To all those who worked on ESC, great job! I spent a lot of time with it over the weekend and find it's a great solution for externalizing config and accessing secrets from a secret store. My only wish is that the OIDC configuration was more automated. It was a bit ironic to have to click through a bunch of Google web console screens in order to do set up for Pulumi. :-)

We do have some code examples (more in the examples repo): • Python AWS • Python GCP But we're not doing a great job of surfacing these in our docs I think

I saw those, but I'm not a Python person and they looked more complicated than clicking through 50 fields on GCP we console. I'm really thinking of a much higher level abstraction. Something like:

gcp:
  oidc:
    identity-pool: $project-id-pool
    service-acct: $project-$stack-svc-acct
    roles: [owner]

Then, let Pulumi spin up an identity pool and service account with the specified role(s). I know that's easier said than done. :-)

😄 you gotta have the credentials to spin up the infra to provide the credentials 😄

I know, that's what's so weird about it. I'm used to IAC where I get an API secret/key, and I'm off to the races. With ESC, I was manually creating identity pools, service accounts, yada yada, and it all had a very non Infrastructure as Code feel to it.

Would non-Python examples of creating the OIDC components via Pulumi be helpful? What language(s) would be most useful to you?
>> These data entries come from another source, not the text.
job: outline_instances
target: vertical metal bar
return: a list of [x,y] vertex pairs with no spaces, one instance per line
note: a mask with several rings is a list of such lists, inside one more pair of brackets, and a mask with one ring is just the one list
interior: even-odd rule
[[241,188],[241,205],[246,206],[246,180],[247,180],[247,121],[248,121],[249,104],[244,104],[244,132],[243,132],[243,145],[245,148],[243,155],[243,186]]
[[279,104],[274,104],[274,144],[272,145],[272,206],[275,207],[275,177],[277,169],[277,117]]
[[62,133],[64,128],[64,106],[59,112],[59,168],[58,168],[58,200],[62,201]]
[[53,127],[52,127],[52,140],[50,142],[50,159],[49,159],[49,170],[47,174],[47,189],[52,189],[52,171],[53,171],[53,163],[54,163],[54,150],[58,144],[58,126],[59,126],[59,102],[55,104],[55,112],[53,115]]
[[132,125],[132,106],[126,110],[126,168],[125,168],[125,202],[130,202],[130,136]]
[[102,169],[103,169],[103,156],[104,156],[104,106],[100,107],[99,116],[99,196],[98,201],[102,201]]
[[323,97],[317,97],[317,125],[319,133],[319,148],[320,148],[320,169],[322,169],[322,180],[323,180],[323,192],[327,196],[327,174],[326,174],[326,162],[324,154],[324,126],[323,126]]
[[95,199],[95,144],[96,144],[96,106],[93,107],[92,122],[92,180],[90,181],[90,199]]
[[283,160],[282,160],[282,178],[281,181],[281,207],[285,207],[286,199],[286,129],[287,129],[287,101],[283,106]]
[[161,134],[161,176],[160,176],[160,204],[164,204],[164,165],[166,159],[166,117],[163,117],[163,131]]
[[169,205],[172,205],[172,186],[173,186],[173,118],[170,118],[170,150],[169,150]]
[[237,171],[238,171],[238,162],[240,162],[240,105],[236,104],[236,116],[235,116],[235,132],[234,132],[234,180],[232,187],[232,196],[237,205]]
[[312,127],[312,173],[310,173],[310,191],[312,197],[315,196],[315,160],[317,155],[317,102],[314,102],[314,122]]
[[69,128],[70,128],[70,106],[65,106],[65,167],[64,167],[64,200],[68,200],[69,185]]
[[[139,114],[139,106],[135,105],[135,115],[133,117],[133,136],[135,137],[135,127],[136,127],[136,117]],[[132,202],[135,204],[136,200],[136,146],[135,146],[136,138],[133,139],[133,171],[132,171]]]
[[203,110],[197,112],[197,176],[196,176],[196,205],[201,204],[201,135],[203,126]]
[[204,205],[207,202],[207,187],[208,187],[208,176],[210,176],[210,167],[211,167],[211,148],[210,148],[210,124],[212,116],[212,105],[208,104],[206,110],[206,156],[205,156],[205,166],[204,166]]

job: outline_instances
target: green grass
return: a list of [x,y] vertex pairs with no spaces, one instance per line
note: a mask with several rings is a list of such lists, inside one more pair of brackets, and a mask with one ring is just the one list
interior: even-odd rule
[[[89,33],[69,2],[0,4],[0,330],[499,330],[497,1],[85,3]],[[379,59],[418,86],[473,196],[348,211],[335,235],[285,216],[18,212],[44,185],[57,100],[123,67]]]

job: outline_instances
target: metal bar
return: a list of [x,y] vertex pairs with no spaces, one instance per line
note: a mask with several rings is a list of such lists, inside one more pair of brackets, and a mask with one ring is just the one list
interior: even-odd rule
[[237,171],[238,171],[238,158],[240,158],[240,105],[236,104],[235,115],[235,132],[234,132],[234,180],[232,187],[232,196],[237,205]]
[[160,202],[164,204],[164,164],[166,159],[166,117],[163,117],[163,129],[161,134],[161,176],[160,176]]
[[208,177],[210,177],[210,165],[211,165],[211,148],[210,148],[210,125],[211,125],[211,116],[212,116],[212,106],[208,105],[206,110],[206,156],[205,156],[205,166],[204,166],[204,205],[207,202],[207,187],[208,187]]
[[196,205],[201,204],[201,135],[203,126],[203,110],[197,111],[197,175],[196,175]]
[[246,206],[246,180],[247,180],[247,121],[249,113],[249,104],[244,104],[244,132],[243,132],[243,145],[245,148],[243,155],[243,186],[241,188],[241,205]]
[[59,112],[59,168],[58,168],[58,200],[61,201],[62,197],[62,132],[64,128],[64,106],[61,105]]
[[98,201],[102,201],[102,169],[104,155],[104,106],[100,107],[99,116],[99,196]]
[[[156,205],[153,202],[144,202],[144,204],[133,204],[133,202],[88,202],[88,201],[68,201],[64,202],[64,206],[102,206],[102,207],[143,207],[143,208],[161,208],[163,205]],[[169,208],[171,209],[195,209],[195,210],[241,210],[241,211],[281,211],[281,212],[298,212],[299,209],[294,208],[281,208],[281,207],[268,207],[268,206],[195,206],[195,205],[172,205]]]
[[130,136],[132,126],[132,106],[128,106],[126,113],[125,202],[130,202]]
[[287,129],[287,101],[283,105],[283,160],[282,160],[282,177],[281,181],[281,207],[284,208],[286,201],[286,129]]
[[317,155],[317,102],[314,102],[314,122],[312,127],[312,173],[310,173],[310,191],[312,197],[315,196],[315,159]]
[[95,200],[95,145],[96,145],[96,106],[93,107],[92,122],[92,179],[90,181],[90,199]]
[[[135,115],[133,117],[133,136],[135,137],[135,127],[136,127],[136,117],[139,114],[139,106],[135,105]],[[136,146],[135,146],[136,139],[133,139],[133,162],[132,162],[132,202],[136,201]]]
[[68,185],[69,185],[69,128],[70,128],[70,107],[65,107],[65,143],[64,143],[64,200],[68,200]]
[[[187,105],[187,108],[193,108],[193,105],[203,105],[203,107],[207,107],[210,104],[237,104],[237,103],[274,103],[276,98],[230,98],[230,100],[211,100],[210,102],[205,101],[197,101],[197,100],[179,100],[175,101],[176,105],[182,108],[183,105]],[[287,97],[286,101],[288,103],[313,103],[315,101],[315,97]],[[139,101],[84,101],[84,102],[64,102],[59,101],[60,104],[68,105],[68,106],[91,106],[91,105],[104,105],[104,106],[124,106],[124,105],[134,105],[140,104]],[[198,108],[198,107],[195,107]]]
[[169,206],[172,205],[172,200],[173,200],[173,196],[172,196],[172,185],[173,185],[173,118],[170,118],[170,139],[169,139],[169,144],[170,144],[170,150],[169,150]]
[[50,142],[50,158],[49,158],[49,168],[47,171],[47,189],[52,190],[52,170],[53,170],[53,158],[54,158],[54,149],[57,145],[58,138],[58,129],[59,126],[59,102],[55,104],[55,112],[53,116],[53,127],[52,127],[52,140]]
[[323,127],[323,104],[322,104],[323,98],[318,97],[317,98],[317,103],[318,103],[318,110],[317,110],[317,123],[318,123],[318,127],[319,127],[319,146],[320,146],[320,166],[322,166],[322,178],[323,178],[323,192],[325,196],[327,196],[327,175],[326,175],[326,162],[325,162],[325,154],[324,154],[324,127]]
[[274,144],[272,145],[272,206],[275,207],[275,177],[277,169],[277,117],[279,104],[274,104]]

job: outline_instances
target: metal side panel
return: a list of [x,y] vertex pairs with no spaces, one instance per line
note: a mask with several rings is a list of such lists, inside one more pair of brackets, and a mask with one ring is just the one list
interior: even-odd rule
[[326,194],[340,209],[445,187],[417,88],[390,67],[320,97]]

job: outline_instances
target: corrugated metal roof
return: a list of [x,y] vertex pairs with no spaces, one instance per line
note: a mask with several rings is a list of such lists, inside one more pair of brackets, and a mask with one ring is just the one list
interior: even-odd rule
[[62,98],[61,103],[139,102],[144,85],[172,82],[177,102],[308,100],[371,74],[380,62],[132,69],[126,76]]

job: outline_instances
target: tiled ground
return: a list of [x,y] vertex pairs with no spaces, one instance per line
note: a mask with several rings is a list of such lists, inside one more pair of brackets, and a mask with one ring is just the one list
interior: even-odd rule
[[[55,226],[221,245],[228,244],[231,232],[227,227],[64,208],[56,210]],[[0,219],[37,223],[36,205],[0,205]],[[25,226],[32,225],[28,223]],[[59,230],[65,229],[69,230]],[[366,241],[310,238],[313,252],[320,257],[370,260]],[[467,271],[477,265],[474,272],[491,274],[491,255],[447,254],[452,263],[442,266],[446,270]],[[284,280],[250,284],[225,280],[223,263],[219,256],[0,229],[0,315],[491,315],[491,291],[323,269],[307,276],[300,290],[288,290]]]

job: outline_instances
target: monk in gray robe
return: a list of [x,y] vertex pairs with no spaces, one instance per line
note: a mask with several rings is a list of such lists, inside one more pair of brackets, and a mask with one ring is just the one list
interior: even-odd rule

Maybe a bit. It probably has a lot of inherent complexity, so any of the languages will probably be a tough slog. I really think an IaC solution might be the wrong level of abstraction for this one-off activity. It makes more sense to be at the command line level; e.g.

pulumi env init myOrg/dev --oidc=google

Then, a guided workflow would take over:

Identity pool name (myorg-dev-pool-id):
Service account name:(myorg-dev-svc-account):
Service account roles: (owner):
Include IAC subject (n/Y):

This would then do all the resource provisioning behind the scenes using security api key credentials, or a Google cloud console web login temporary token, or whatever. (I'm not sure about this part.) If an existing resource name is given then the user can be asked if they want to modify it or replace it. I'm not trying to solution this in Slack, just trying to set the right level of abstraction for this OIDC setup activity.

Understood---thank you for the feedback!

You're welcome. In no way is my suggestion meant to criticize ESC. I absolutely love this new-ish capability!

Honest feedback is the only way to improve, so thank you for providing honest feedback!